Kawaoka told New Scientist that the decision to move down to BSL-3Ag was taken only after experiments at BSL-4 showed that giving mice the antiviral drug oseltamivir (Tamiflu) in advance prevented them getting sick. This means, he says, that if all lab workers take oseltamivir "they cannot become infected".
Contradictory results
Yet this assumes that the mouse results apply to humans. And the findings have not been published. In similar experiments, Terrence Tumpey's team at the US Department of Agriculture's poultry research lab in Athens, Georgia, got quite different results: they found that mice given oseltamivir still got sick and 1 in 10 died.

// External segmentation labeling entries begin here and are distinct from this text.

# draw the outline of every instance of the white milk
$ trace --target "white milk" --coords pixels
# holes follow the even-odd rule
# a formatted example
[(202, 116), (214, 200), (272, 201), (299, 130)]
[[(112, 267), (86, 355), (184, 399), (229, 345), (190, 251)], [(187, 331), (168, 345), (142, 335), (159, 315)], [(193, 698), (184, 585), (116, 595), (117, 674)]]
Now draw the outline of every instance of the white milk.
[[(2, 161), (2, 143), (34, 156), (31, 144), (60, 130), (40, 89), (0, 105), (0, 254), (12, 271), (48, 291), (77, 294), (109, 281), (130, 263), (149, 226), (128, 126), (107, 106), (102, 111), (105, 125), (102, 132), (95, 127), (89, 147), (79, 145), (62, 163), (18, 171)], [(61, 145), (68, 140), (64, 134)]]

It is not clear why Kawaoka's mice fared better.
What is more, all the safety precautions are aimed at preventing escape, not dealing with it should it occur. If any of Kawaoka's lab workers are exposed to the virus despite all the precautions, and become infected despite taking oseltamivir, the consequences could be disastrous.
"I experienced disbelief regarding the decision to relocate the reconstructed 1918 influenza strain from a BSL-4 facility to a BSL-3 facility, based on its susceptibility to antiviral medication," Ronald Voorhees, chief medical officer at the New Mexico Department of Health, wrote on ProMED-mail, an infectious diseases mailing list.

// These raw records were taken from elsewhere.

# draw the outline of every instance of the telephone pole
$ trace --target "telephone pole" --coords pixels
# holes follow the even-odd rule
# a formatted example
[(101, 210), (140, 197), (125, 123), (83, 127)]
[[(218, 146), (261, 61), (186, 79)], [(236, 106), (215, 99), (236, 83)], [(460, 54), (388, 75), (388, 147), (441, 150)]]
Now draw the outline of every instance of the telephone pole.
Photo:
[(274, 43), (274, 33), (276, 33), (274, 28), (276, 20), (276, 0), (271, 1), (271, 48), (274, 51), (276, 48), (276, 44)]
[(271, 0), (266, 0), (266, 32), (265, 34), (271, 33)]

Yet Kawaoka's decision does comply with the US National Institutes of Health guidelines for BSL-3 agents: those causing "serious or lethal human disease for which preventive or therapeutic interventions may be [its italics] available". In fact, he is considered unusually cautious. "Kawaoka should be applauded for using BSL-4 at all," says Richard Webby, a flu researcher at St Jude's Children's Hospital in Memphis, Tennessee.
Exposing monkeys
By contrast, the team in Georgia, the first to experiment with genetically engineered 1918 viruses, did all its work at BSL-3Ag. Meanwhile, Michael Katze at the University of Washington at Seattle is planning to expose monkeys to aerosols of 1918-type viruses at BSL-3, a step down from BSL-3Ag. The recent SARS escapes were from BSL-3 labs.
"We would have to do any such work at BSL-4," says John Wood of the UK's National Institute for Biological Standards and Control. In the US, the differing standards applied by different groups are due to the fact that experiments on engineered viruses such as the 1918 flu are approved on a case-by-case basis by Institutional Biosafety Committees (IBCs), composed of local scientists and officials. Critics say these are free to interpret the official guidelines in a way that suits them.
"There is no effective national system to ensure consistency, responsibility and good judgement in such research," says Edward Hammond of the Sunshine Project, a biosecurity pressure group in Austin, Texas. In a review of IBCs published this month, he found that many would not provide minutes of recent meetings as required by law.
He says the IBC that approved the planned 1918 flu study at the University of Washington considered only one scenario that could result in workers being exposed to airborne virus - the dropping of samples. Its solution: lab workers "will be trained to stop breathing".